On Thu, 07 Jun 2001, Sven Neumann wrote:
 > Peter <[EMAIL PROTECTED]> writes:
 >> Can GIMP be started with all the windows grouped the way I want?
 >> [... lots of complains deleted]
 > Your problem is basically that your window manager sucks. If working
 > on Unix using a decent window manager, you can use a separate virtual
 > desktop for Gimp, your taskbar is able to group gimp windows, gimp
 > will remember the positions of the dialogs and reopens them where you
 > left and so on ...
 > I suggest someone sits down and writes a decent window manager for
 > Win32 since we do not want to duplicate the WM functionality in the
 > Gimp application.

Hmmm...  This is not as simple as you describe.  Actually, the Windows
way (using MDI and stuff like that) is not very different from the
workspaces or virtual desktops that are provided by many WMs in X.
These are two slightly different solutions to the same problem
(grouping windows belonging to the same application - or windows that
are related to some specific task).

- In X, the solution has been implemented at the WM+user level: the
   applications create lots of independent windows, and the WM provides
   several workspaces in which the user can keep these windows

- In Windows, the solution has been implemented in the libraries that
   can be used by all applications and in the built-in WM: there is a
   set of functions for generating MDI interfaces, and the applications
   that want to use this system can have their sub-windows managed
   inside a big top-level window.

In the end, the effect is very similar: things that belong together
can exist in their own environment (workspace or top-level window) and
the user does not accidentally click on a window that is in the
background and belongs to another application.  The X solution is more
flexible because the user can choose how the windows are grouped
(e.g., having several applications on the same workspace, or the
windows of a single application spread over several workspaces)
instead of having this choice made for them by the application
developers, but on the other hand the Windows solution is easier to
use for many users (not for experienced users, though).

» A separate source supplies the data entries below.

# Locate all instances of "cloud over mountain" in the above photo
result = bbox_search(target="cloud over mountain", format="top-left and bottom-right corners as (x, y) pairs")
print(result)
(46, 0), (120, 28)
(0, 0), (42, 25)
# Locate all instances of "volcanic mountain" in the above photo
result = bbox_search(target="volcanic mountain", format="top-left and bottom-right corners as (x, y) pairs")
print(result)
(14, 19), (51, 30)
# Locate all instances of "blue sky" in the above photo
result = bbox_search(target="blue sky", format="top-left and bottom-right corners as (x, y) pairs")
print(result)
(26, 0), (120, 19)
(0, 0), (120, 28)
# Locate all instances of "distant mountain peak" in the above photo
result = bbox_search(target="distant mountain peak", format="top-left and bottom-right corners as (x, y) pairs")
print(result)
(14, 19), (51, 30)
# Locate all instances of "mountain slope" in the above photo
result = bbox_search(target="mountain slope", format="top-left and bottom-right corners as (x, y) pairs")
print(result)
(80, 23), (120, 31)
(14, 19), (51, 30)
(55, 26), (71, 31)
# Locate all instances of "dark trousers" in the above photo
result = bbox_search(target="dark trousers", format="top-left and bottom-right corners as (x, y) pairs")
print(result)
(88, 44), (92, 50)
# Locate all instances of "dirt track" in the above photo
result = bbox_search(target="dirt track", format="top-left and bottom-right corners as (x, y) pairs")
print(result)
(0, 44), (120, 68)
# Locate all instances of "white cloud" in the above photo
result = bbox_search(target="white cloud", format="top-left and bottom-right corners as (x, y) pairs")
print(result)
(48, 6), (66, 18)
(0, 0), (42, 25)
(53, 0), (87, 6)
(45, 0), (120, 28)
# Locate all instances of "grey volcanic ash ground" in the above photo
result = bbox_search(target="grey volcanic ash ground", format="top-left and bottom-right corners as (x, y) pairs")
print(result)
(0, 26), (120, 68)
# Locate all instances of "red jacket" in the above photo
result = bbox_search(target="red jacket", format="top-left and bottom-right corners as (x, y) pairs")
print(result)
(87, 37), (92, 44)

So there is a general problem with many X applications that are ported
to Windows.  Since most of the Windows applications use the solution
that is already provided by the system (multiple windows in one big
window), there is no need to use a WM that provides several
workspaces.  It is therefore natural for the users of these ported
applications to criticize the developers for not using the facilities
that are provided by Windows.  Sure, a WM providing several workspaces
could help the Windows users, but why should they be forced to use
this because of only one application that does not behave like all
others?  Note that such WMs exist (for example, "Zones") but they are
mostly used by those who have to run many X applications under
Windows.  Most other users would rather complain to the developers and
suggest to use an MDI interface.

I don't think that the debate is going to end soon because both
systems have pros and cons.  Maybe the best solution would be to
integrate an MDI option in the Windows port of GTK?  Then each GTK
application ported to Windows could run with all its windows grouped
inside a top-level window, if the user likes this option.  Note that
doing this only in the Windows port would simplify some problems that
are hard to solve in X, such as how to emulate the look and feel of
the WM, since the choices under Windows are rather limited.

Hmmm...  Maybe I should re-post this as an article on Advogato?

 > To make you happy a little, I want to let you know that the current
 > CVS version of Gimp adds the possibility to keep most dialogs in a
 > dock and it does this much better than that product from Adobe that
 > we are often compared too.

Yes, this is a very nice improvement.